О жизни и смерти

Кастор Фибров
    Человек с подобным (поэтическим) мировосприятием подобен дереву. Когда его что-либо ранит, вытекает приятный сок, как у берёз, или благоуханная смола, как у ливанского кедра, или полезная живица, как у сосны, и ещё многое возможно. Но сам он оттого умирает. Может, кто-то уже говорил об этом? Что ж, тогда это подтверждает истинность сказанного.
    Но можно даже сказать ещё больше. Поэту обязательно нужны скорби, иначе он остаётся безплодным.
    И ещё одно. Отнюдь не всегда плод обретается сладким и вдохновенным, а чаще стяжевается с кровью и страданием. И не только потому, что слышимые нами слова, оставаясь выше нас, застыли на губах, как пытка, никак не могущи обрести себе формы и звучания, что всё застилает туман, и сильный голос говорящего (можно бы это слово даже написать с большой буквы), хотя характер его и ясен, не делает ясным его очертаний, не говоря уже о его лике.
    Не только поэтому.
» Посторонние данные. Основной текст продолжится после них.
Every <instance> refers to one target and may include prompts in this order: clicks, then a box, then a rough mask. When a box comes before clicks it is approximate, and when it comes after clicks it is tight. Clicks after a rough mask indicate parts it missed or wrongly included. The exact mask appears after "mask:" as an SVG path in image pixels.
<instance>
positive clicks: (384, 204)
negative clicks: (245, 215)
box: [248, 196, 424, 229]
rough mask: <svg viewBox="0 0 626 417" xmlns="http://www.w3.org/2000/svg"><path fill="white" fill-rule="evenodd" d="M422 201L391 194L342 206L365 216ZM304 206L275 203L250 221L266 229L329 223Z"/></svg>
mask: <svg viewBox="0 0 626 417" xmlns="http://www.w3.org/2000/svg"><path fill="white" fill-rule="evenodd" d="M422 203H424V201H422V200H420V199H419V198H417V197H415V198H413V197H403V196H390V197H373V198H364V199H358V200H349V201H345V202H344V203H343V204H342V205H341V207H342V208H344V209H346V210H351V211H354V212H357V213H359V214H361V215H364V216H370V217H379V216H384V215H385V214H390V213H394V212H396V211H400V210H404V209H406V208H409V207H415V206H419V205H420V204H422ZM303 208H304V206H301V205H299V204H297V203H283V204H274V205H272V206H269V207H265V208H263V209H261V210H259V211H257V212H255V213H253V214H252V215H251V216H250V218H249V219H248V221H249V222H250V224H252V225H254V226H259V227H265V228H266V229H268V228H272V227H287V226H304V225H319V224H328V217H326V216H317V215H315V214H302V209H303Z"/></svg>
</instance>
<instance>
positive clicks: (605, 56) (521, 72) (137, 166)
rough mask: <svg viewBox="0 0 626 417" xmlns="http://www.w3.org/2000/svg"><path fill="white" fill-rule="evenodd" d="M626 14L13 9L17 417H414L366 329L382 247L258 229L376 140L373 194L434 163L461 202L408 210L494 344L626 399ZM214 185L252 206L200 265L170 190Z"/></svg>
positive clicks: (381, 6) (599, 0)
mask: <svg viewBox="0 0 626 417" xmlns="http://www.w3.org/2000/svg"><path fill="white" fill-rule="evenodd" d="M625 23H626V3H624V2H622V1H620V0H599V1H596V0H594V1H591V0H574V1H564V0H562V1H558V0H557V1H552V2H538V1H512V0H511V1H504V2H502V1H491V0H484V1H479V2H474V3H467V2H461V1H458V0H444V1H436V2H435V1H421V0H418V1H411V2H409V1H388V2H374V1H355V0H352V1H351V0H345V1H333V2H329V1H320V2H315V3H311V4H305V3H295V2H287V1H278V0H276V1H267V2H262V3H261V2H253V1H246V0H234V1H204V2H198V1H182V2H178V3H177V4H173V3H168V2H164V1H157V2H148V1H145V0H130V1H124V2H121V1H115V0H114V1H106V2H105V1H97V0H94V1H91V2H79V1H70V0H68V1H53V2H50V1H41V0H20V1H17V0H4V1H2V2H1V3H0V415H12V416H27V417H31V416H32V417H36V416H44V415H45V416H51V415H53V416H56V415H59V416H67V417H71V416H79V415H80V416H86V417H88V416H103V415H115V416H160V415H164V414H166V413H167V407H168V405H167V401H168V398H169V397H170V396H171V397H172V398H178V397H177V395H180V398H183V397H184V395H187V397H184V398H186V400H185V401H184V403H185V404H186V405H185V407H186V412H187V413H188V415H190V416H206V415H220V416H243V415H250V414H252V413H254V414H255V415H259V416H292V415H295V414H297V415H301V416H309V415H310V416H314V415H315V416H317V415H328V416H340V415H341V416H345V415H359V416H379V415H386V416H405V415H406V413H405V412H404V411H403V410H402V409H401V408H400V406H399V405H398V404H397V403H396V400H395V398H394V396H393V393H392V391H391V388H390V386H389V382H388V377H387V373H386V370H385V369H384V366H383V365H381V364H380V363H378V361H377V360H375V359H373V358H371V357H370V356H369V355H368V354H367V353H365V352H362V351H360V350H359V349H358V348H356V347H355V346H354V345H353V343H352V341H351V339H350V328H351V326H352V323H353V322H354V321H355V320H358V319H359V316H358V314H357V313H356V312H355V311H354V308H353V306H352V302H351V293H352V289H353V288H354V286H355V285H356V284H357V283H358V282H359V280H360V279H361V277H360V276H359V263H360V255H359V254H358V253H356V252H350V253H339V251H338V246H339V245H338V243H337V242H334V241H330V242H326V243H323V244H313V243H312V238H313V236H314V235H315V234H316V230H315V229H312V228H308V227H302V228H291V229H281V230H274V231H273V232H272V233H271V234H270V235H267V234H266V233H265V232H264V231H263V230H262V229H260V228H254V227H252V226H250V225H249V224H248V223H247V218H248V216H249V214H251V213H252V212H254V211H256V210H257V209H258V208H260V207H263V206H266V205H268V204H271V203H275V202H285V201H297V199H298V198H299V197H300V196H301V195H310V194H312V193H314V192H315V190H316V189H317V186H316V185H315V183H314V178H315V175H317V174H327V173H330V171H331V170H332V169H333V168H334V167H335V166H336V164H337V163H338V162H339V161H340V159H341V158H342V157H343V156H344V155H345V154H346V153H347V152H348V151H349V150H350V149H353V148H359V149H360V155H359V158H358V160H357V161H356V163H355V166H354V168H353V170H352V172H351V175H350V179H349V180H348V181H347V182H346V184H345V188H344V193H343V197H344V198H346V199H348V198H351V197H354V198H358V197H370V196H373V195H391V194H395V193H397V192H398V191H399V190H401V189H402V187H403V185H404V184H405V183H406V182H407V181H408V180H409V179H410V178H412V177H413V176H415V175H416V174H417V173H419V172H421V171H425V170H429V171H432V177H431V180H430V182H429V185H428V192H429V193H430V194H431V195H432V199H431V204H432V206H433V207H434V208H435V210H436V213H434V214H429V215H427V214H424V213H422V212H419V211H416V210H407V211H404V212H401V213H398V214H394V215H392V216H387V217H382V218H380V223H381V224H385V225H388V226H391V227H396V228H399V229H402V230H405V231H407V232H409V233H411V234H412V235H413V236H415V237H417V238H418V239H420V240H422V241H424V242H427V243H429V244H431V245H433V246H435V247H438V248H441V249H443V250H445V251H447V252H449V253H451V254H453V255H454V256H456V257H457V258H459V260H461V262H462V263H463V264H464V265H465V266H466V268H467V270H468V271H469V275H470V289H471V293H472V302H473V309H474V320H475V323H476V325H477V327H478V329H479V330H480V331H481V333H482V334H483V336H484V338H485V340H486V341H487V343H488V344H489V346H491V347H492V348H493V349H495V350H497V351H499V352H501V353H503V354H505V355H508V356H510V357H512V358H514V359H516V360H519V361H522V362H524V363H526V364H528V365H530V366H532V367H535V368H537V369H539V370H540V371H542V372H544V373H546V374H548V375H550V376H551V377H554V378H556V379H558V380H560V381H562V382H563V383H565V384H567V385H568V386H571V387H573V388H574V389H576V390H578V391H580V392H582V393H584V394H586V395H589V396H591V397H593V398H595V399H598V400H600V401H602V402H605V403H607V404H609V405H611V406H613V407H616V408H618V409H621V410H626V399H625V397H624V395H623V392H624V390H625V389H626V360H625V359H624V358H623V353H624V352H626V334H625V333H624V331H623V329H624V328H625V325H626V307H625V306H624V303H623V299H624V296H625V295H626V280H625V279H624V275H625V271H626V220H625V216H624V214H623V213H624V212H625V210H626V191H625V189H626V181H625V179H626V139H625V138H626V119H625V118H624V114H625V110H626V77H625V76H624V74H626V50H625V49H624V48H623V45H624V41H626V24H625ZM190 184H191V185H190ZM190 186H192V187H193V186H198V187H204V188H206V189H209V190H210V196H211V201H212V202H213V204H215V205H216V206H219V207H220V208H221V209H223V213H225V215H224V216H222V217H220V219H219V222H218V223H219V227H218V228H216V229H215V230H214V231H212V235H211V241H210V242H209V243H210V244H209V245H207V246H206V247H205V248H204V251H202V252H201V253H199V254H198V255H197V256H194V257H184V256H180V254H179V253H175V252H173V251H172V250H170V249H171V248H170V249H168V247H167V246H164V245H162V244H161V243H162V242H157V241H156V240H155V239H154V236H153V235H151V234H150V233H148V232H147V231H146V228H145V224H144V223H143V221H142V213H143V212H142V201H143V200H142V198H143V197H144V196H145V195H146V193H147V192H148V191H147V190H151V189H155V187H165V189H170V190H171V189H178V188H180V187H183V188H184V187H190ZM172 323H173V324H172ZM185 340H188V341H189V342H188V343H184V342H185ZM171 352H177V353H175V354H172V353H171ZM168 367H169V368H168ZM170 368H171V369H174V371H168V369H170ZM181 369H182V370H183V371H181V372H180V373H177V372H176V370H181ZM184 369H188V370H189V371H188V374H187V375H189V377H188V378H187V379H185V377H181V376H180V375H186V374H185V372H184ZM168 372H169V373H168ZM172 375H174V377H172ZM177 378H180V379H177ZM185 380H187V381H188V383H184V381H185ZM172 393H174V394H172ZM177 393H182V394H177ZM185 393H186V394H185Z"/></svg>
Ещё и потому что слова могут пройти, мило прогуливаясь и разглядывая природу или что-нибудь ещё, пройти мимо, и нужно их догонять, трудиться и вопить вслед с понуждением, лупить молотком по зубилу, пока камень не начнёт поддаваться, до вонючего пота.
    И потом – вдруг – искра и – свет.
    И тогда уже желается умереть, истощиться в каждой строчке.